Traditional mechanical keys, key fobs, access cards, and any other items that can be easily lost, stolen, or duplicated will be replaced by electronic access control systems that integrate biometric authentication, encrypted credentials, and centralized management platforms. Radio-frequency identification (RFID) padlocks are already in development that will allow contractors to access facilities via their phones. Similarly, facial identification systems are now readily available and affordable for mass deployments, providing both convenience and robust protection against unauthorized access. These systems will also be cloud-connected, enabling real-time monitoring and remote access control. Artificial intelligence (AI) may play a role in detecting access anomalies, automatically flagging or denying suspicious behavior.
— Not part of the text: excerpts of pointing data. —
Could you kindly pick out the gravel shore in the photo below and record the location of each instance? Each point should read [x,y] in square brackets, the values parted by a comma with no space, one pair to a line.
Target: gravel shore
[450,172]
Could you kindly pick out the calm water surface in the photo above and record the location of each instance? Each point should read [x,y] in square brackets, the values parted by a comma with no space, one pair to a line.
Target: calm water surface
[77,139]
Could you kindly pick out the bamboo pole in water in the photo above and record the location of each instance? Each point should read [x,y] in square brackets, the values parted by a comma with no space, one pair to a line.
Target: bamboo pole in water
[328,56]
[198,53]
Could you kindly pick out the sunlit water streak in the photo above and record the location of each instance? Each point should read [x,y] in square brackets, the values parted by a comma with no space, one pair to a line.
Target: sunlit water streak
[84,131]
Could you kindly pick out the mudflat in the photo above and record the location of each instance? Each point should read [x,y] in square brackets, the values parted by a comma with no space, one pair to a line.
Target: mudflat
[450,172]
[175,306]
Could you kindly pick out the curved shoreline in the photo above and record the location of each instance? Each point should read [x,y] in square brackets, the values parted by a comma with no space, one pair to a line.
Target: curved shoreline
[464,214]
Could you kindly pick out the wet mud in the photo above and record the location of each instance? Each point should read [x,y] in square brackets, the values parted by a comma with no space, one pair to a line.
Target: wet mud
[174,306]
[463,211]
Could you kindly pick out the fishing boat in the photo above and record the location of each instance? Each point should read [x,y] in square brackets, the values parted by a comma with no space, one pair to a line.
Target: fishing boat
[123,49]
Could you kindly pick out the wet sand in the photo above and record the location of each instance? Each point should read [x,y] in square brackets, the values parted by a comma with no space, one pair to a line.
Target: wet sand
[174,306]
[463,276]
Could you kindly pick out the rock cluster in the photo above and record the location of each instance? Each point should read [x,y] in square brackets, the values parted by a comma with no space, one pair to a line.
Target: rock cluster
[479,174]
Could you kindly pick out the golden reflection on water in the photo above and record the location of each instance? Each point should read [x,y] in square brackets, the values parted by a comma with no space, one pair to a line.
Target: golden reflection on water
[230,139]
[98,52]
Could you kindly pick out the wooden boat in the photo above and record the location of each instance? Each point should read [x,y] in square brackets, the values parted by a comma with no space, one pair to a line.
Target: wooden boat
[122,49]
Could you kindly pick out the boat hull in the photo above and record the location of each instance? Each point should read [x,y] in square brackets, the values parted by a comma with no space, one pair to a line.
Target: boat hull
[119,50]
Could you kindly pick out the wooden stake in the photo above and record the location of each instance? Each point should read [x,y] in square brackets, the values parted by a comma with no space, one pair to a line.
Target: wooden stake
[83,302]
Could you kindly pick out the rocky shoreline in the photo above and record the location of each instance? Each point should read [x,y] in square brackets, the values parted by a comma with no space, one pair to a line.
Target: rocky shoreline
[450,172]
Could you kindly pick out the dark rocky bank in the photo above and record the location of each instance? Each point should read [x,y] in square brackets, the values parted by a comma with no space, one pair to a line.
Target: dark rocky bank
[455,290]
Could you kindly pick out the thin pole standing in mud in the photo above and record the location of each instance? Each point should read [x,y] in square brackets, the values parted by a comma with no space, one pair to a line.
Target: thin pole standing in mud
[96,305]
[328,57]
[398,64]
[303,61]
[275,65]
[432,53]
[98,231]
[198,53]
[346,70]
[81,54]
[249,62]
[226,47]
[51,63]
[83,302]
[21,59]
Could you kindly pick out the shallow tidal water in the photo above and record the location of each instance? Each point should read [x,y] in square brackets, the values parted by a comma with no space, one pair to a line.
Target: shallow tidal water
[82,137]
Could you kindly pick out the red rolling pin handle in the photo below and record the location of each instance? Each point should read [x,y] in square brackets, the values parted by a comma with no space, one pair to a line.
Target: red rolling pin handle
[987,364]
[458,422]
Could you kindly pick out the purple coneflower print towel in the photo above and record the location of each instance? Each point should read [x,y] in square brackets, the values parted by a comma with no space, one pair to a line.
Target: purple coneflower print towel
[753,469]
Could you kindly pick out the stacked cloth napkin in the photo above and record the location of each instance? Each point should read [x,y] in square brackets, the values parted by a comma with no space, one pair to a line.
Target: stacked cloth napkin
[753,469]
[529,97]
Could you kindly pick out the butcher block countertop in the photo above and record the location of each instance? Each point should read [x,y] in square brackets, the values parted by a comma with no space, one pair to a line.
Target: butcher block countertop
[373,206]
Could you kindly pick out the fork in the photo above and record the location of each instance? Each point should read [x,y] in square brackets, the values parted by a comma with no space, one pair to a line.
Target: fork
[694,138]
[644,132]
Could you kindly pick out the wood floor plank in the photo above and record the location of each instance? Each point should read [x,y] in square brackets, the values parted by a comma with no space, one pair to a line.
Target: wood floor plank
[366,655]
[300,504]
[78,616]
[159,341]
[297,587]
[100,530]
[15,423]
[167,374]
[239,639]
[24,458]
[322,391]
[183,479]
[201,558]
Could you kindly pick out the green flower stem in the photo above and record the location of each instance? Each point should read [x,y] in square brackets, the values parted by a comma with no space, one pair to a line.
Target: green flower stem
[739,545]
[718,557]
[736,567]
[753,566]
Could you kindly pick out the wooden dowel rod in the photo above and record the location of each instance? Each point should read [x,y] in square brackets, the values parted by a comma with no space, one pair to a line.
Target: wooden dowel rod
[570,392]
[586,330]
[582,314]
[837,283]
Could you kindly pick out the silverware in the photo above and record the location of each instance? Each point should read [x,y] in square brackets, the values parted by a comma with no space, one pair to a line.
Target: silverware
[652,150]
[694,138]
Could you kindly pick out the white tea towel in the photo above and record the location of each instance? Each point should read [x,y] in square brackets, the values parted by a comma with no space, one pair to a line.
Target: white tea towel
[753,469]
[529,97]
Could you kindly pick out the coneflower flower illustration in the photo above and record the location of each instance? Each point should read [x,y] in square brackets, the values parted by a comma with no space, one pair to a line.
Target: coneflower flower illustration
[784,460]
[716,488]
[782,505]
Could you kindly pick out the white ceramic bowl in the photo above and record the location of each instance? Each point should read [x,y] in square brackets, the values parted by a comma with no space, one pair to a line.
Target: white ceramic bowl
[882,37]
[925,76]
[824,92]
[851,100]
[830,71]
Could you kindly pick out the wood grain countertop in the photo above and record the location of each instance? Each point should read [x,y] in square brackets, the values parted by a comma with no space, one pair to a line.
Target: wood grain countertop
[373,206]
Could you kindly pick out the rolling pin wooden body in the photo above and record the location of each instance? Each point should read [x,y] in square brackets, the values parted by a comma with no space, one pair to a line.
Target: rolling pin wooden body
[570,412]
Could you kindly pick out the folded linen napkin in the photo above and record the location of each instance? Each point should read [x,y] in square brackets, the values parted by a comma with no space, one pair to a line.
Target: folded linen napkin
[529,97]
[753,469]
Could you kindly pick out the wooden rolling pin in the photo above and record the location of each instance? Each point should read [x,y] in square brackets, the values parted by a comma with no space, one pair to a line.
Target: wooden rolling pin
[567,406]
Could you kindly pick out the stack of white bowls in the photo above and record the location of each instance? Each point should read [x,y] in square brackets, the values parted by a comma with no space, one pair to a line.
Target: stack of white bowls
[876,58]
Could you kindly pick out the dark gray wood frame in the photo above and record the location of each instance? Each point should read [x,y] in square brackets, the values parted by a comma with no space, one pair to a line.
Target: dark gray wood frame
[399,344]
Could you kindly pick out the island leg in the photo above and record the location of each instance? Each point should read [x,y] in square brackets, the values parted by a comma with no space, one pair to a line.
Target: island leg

Additionally, these technologies will support audit trails and compliance reporting, which are essential for regulated sectors such as energy, water, and transportation. Resilience against cyber threats will also be a key focus, with end-to-end encryption and redundant backups becoming standard.

Overall, the future of door locking solutions for critical infrastructure will be defined by intelligent, adaptive systems that integrate cybersecurity with physical security, ensuring safe and controlled access without compromising operational efficiency.

Author

Guerry Bruner is program manager for Intelligent Transportation Systems (ITS) and Unmanned Infrastructure Solutions at ASSA ABLOY Opening Solutions. He oversees the development and implementation of secure access technologies for critical and remote infrastructure applications across the transportation sector.

Key Takeaways

Securing critical infrastructure requires more than fences and padlocks. With unstaffed sites, such as substations and data centers, vulnerable to theft and tampering, agencies are turning to intelligent access control systems. Electronic keys, programmable cylinders, and cloud-based management platforms offer audit trails, real-time monitoring, and remote access control. The Virginia Department of Transportation’s (VDOT) adoption of such technology underscores the shift toward integrated physical and cybersecurity measures aimed at enhancing safety, accountability, and operational resilience.